First of all, our Netflix content data was downloaded in a CSV format from Kaggle (URL: https://www.kaggle.com/shivamb/netflix-shows). We defined a list that contains the names of all the columns we wanted to drop and removed the columns using the ‘drop’ function. Those columns were 'director', 'cast', 'listed_in', 'description'. Then, we renamed column 'country' to 'released_country' using the ‘rename’ function so it matches our relation schemas and ER diagram from the previous phases. Next, I removed the rows that contained null values in any of the columns using ‘dropna’ function. After removing any leading whitespace in 'date_added', the ‘date_added’ column was modified so that the original month day, year format (i.e. September 21, 2017) is converted to yyyy-mm-dd format (i.e. 2017-09-21). This was done so the date format matches the dates found in our other data. Finally, the cleaned data was written to a new csv file named “preprocessed_netflix.csv” which was then converted to a text file as “netflix.txt”.
Then, our Covid data was downloaded in a CSV format from Github (URL: https://github.com/owid/covid-19-data/blob/master/public/data/owid-covid-data.csv).

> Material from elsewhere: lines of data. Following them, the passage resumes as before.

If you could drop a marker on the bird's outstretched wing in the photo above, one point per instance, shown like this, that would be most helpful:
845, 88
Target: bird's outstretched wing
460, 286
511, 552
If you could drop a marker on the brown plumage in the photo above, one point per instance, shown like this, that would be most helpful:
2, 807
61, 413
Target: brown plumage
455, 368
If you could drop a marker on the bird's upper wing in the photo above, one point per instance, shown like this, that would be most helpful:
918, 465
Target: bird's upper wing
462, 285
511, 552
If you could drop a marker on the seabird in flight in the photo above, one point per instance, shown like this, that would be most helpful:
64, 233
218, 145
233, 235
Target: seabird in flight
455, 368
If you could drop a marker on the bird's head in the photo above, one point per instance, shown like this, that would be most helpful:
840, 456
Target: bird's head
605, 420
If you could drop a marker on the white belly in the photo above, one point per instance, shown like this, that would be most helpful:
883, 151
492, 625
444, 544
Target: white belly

We defined an array of columns that we want to drop and passed that as a parameter for drop function in pandas dataframe. As a result, we were able to create a processed csv with five columns: country, date, total_case, new_case, new_case_per_million. Then, we removed the rows with null attributes using the dropna function of the data frame. Also, for our convenience, we have renamed the column names so that they match with the names that we used for our ER diagram. We have created a new column called ‘record_id’ by merging the following two columns: ‘date’ and ‘country’. In our previous ER diagram, we have indicated ‘date’’ as an only primary key of the Covid table, but we realized that it doesn’t work because multiple countries might have a covid report recorded on the same date. Hence, we merged the country’s name and date of record to create a unique primary key for the relation. After completing preprocess, we have converted the processed data into csv, then into txt file.
Lastly, for our Netflix financial data, the initial CSV file was manually created as the financial data containing the data from 2019-2022 was not available for download in a CSV format elsewhere. The data was retrieved from https://www.macrotrends.net/stocks/charts/NFLX/netflix/income-statement?freq=Q. As a side note, the income statement of our interest is issued by companies every quarter of the year and thus, our data size could seem small relative to the other two data.